They will demand a peanut butter sandwich for breakfast, then throw it at you in disgust when they realise it's not porridge. They will then insist you play with them but refuse to let you touch any of their toys.
Then, if you are lucky, they may ride their scooter at fantastic speed into an internal wall, simultaneously cracking their skull and smashing a hole in the plasterboard so that the only thing either of you can do is cry huge tears of genuine pain.
So, yes, they are the worst.
I had discovered all of this by 7.47am, and then my decision to let my son play with a bicycle pump at the breakfast table spectacularly backfired. For me at least.
Though only a short stubby pump he somehow managed to harness every ounce of its kinetic energy to launch his small bowl of milky porridge off the table and all over himself and the kitchen.
It was such a spectacular and unexpected demonstration of the cause and effect of my distracted parenting style that for a second I could do nothing but marvel at how much surface area a half cup of milk and porridge could physically cover. It was incredible.
It is almost certain the Germans have a single word for the complicated melange of emotions you play host to on witnessing such an unforeseen event.
The horror, the total wonder, the realisation that you, and only you, have to clean it all up right now and there is no way out of it is soul destroying. Hazarding a guess I believe the word would something like "shitshitshitbuggeritallshit".
Which, coincidentally, sums up huge swathes of my parenting experiences.

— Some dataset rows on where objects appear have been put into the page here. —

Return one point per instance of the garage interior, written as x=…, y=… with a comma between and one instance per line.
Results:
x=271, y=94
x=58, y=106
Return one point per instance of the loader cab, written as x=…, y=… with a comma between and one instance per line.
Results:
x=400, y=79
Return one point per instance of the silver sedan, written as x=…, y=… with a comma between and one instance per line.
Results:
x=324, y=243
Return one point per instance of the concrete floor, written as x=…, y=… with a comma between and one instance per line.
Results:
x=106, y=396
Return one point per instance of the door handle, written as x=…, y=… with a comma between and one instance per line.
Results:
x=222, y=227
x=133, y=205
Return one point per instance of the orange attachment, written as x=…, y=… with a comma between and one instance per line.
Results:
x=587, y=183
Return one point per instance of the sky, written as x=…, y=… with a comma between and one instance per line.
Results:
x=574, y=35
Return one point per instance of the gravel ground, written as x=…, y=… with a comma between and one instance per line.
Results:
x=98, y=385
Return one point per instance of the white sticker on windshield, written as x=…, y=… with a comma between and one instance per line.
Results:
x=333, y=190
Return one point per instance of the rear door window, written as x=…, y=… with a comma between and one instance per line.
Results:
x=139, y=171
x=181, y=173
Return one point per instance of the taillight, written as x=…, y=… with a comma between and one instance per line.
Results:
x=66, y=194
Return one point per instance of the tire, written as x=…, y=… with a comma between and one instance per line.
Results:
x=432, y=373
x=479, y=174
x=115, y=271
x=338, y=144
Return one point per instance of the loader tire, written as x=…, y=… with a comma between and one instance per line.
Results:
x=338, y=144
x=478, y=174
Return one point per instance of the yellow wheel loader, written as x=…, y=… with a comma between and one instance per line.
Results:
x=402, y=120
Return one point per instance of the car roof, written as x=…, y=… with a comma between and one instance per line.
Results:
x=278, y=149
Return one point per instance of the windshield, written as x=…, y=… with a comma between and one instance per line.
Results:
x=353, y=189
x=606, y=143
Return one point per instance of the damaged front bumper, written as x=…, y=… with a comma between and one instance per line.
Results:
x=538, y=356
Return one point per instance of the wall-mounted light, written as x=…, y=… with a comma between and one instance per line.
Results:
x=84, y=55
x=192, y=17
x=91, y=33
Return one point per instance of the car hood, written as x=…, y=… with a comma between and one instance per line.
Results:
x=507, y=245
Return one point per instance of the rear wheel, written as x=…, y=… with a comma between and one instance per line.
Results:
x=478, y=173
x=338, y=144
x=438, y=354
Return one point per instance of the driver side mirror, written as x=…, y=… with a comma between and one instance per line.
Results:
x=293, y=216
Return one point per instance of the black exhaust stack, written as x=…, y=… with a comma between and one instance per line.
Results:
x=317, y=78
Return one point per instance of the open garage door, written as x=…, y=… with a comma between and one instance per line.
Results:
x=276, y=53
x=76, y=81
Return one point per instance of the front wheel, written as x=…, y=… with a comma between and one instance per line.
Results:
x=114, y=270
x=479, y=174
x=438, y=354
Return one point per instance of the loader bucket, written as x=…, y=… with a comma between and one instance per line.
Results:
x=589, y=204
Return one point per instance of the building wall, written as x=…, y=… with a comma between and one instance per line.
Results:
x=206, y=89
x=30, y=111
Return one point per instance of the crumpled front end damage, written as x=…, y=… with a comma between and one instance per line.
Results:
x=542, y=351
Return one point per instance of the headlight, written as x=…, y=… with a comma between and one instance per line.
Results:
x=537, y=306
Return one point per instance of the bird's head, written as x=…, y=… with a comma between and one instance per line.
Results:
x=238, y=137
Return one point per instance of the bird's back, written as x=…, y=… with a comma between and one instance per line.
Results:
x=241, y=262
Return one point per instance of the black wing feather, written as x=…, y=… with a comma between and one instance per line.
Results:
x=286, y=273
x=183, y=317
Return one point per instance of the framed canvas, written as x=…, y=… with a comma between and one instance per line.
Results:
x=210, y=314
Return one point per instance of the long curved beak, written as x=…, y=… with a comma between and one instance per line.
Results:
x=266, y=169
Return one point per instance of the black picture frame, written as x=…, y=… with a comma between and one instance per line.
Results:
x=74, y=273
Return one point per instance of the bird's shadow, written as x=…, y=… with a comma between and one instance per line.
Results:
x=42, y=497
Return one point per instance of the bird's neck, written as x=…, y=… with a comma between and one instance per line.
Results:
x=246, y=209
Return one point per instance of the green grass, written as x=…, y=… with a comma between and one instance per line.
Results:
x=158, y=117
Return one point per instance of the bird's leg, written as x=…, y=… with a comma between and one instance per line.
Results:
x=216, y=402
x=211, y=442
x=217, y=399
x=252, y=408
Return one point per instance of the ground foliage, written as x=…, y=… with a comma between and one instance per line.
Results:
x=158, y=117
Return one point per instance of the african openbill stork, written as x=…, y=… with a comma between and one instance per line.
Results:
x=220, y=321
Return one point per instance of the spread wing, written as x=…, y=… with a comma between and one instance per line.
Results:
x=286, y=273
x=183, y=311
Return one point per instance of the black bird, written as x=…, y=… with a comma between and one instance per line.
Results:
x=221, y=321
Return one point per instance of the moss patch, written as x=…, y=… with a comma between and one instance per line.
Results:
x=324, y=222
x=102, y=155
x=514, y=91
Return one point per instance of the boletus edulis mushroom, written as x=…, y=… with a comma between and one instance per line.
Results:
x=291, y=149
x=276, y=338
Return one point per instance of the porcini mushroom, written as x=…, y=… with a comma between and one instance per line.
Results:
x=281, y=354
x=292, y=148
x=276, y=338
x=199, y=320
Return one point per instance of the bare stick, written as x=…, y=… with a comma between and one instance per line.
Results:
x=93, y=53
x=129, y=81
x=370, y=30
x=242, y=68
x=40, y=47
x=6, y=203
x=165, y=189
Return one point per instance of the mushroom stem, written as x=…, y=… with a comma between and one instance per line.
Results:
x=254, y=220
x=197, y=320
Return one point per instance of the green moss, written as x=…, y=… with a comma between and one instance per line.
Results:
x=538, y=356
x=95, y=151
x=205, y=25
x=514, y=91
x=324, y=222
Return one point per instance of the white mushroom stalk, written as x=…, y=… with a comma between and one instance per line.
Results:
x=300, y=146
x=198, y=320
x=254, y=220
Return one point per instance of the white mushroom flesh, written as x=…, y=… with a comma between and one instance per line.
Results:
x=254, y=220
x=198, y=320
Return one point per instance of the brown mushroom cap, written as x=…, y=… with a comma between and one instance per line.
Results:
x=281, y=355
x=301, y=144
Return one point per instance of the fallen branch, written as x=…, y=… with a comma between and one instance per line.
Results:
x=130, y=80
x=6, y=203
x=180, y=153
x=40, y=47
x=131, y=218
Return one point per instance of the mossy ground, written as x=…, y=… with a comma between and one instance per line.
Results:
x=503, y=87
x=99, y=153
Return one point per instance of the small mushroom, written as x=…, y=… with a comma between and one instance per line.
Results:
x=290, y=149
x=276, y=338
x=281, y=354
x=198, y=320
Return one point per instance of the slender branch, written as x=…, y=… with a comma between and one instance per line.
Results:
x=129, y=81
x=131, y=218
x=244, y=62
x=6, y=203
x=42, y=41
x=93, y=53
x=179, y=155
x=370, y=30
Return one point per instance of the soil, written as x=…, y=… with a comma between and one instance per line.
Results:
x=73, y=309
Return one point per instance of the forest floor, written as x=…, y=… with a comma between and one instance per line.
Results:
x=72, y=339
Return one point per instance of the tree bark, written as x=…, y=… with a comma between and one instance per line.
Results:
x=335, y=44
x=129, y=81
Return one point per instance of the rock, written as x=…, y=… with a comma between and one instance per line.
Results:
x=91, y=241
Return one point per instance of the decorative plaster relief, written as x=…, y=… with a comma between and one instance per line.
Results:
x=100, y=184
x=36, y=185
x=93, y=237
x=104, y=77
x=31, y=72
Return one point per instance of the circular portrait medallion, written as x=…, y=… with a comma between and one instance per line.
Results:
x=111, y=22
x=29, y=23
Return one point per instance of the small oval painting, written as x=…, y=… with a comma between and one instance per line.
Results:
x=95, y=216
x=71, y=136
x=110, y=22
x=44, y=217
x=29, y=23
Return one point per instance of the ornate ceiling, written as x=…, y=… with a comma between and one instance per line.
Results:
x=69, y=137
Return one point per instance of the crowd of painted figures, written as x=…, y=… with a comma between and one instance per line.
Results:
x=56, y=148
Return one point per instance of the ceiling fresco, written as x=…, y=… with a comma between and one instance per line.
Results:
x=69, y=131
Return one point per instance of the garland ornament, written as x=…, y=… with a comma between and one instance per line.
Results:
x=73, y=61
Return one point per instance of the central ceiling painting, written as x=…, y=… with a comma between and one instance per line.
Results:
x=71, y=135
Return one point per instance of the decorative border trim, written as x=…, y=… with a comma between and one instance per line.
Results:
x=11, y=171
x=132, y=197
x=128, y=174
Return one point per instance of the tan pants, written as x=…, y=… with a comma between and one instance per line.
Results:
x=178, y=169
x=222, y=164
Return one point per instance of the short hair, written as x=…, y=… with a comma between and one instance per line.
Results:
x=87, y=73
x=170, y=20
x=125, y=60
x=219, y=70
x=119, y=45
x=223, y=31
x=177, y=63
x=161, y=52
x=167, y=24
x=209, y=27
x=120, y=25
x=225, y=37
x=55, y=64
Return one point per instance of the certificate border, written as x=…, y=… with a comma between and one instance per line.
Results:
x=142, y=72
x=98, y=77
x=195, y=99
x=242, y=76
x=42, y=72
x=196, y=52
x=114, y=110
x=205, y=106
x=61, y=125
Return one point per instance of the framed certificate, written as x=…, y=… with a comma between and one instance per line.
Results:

From there it could be said that things actually improved. We built a hut so we could be in closer proximity to each other and thereby aid and abet the efficiency of his sneezing into my face.
We pulled out the wooden blocks so he could ruthlessly smash my creatively wrought towers and then throw the larger pieces at my head.
Then we had something to eat so he could prove to me that banana could also be made to cover a surface area not too much smaller than what you might expect from 10 litres of semi-gloss.
In between these moments of pure father and son joy I also tried to work. To say this wasn't terribly popular with my son would be the equivalent of saying Hitler got Germany into a wee bit of trouble in the 1940s.
But in the end I have to admit it wasn't that hellish. Mostly because I was at home with a fridge full of leftovers to nibble on. Yet, neither was it an experience I would be quick to go through again. And I don't think I will have to.
That is one advantage of being the main source of income in a household. The crushing responsibility of having to work without any significant stretch of time off for the next 36 years generally confers one the benefit of being able to say no to days away from work that may be misconstrued as, well, not really legitimate.
This is probably a good time to acknowledge that for years I had no idea what being a parent meant and so I did think those who took sick days to look after their ailing children were both feckless and lazy.
Now I know this is not the case and so I apologise.
They are almost certainly feckless, that doesn't change, but you can't spend all day with a sick kid and ever be called lazy. The more appropriate word would be one that largely sounds the same, if not for a slightly different beginning.